‘… And you’ll have a tune, and I’ll have a tune, and Macmillan here’ll have a tune, and I’ll have another tune. Charlie, why the hell d’you grow that moustache so big?’
Major Charlie Scott continued to stroke it with his fingers. His great green eyes grew wide, under the shepherd’s eyebrows. He could think of no explanation.
‘Dunno; I’m sure. Just grew.’
Jock leant his chair back on two legs again and his arms fell down by his sides. ‘And you’re not the great talker yourself.’
‘’Fraid not.’
‘No … Well, let’s have the music. Ho-ro, my Nut Brown Maiden for me, and for you, Charlie?’
‘The Cock o’ the North.’ Jock tipped forward at that. The legs of the chair creaked as they pitched on the floor again.
‘Yon’s the Gordons’ tune!’
‘I still like it.’
Jock screwed up his face: he was genuinely worried.

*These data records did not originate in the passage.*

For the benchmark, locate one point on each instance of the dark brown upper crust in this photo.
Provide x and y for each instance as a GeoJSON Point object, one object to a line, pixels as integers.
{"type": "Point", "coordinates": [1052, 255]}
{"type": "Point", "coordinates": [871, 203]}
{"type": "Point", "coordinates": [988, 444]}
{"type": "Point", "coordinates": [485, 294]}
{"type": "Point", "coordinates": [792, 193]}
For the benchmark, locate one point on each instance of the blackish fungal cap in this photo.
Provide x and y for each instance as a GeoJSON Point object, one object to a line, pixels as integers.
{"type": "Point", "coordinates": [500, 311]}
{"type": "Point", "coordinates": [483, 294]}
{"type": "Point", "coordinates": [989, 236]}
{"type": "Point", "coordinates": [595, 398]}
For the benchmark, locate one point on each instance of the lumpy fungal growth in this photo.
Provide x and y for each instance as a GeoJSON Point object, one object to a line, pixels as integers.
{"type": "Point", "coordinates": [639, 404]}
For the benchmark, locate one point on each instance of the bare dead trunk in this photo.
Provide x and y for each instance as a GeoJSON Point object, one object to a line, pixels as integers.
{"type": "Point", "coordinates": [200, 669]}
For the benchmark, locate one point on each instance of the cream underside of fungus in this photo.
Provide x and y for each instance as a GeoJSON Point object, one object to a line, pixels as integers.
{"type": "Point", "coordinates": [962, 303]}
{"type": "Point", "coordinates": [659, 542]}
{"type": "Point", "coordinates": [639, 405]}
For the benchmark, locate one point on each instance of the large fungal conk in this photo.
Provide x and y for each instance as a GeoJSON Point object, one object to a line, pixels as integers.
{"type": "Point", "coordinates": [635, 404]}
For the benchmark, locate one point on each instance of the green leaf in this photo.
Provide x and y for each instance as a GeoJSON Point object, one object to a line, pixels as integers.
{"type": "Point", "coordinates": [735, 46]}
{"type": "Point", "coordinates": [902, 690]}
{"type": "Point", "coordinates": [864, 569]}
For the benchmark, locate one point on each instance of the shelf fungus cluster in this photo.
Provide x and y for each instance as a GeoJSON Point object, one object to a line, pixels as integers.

‘But yon’s a cheesy tune, Charlie.’
Charlie Scott shrugged.
Jock leant forward to persuade him. ‘Laddie, I was with them for a wee while. They didn’t like me, you know; no. And Jock didn’t care much for them, neither.’
‘Really?’
‘Can you no think of a better tune?’
‘Myself, I like The Cock o’ the North.’ Charlie Scott put another cigarette in his holder.
Jock laughed and the veins stood out again. He slapped his thigh and that made a big noise.
‘And I love you, Charlie; you’re a lovely man. You’re no a great talker, right enough. But you’ve a mind of your own … Aye, pipers, and where have you been?’
‘Pantry, sir.’
‘Are you sober?’
‘Sir.’
‘You’d bloody well better be, and that’s a fact. You’re no here to get sick drunk the same as the rest of us are.’
The drones began as the bladders filled with air. The pipers marched round and round again. The room grew smokier, and the officers sat close into their chairs as the drink began to flow. The stewards never rested.
TWO
The pipers were in the pantry, recovering themselves. They were drinking beer, and the sweat poured down their faces. Their heavy kilts and tunics were hot and scratchy, and all the paraphernalia of their dirks and plaids was a nuisance to them.
The younger piper had yellow eyes and he spoke in a high-pitched voice.
‘He’s a bloody terror, and that’s what he is.’
‘Aye,’ said the Corporal, ‘and he’s a great man.’
‘He’s a bloody terror, and that’s what he is; I’m telling you, Corporal.’
‘You can close your mouth. You’ll need all your spittle the night.’
Mess stewards in their white bum-freezers hurried by in search of liquor.
‘Is it right he was a piper; is that right, Corporal Fraser?’
‘Aye. And he could be Pipe-Major if he felt like it, man. You should hear him on the pibrochs. There’s nobody to touch him. He’s played on the wireless, you know.’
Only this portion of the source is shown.